The cruelty of the Inquisition is somewhat axiomatic in the modern West, yet it seems that even they had a light-hearted, if dark, side. Spain was enormously popular in Spain, having been brought there through the Muslim conquerors of Al-Andalus. In 1485, Pedro de Arbués is said to have set up a game of human chess, using those convicted by the Inquisition as pieces. Two blind monks played, although if this part is true, it must have been quite an achievement, since while blind chess is relatively common today, at the time, it was nothing short of a marvel. As each piece was captured, the person was executed. What happened to the survivors is unknown, but most likely, they, too, were put into the bag, as we all are someday.
The Russian Civil War saw atrocities on both sides. The Cossacks, especially, were feared for their brutality. Once, three sealed trains reached Petrograd from the south, labeled “fresh meat.” The Bolsheviks opened the trains, only to behold a grisly sight. Inside the trains were the blood-stained corpses of Red Guards, placed into obscene positions by their killers.
After Richard Lionheart’s death, Philip II of France set to work at absorbing the Angevin dominions into France. The Rock of Andely was an especially impressive fortress, constructed by Richard, which Philip needed to conquer if he wished to complete his conquests. The fortress was nearly impregnable, but Philip was perfectly willing to starve out the defenders. His recent attacks had driven a large number of noncombatants into the castle, who would help deplete the food stores of the castle. Already, the commander of the castle, de Lacy, had sent out a number of elderly as worthless mouths, and the French had allowed them to pass through unmolested.
When he tried to expel all noncombatants, though, the French fired upon them, in order to keep them from escaping the castle. The men, women, and children now tried to return to the castle and safety, but de Lacy had raised the drawbridge and shut the gates against them.
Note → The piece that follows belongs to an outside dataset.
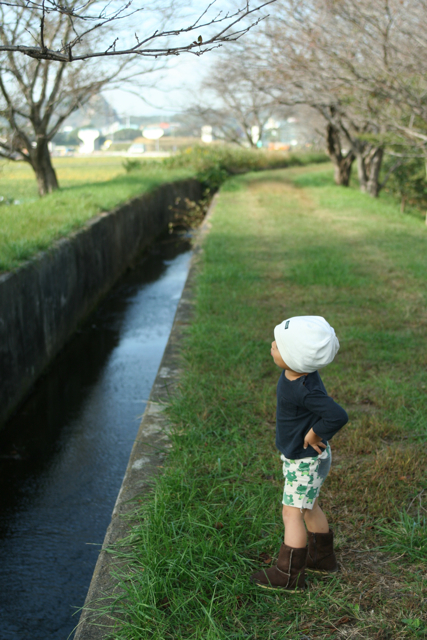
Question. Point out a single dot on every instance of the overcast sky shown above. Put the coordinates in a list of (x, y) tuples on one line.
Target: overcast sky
[(173, 88), (171, 91)]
These people now had to survive between two armies for weeks, eating rats and grass, huddling in the moats together for warmth. When the castle released its dogs in order to improve its food situation, these people tore them apart and devoured them. Before long, they resorted even to cannibalism in order to stay alive.
Finally, Philip took pity and gave the order to let them go and give them food, but they had starved for so long that they were now too weak to survive, and almost every one of them died immediately after their first taste of real food in months.
Once, when the Emperor Caligula fell ill, someone had sworn to fight in the arena, if only the emperor were to recover. After Caligula recovered, he insisted the the man be taken at his word, and forced him to fulfill his oath. The man was only allowed to go free after he had won his match and begged to be released.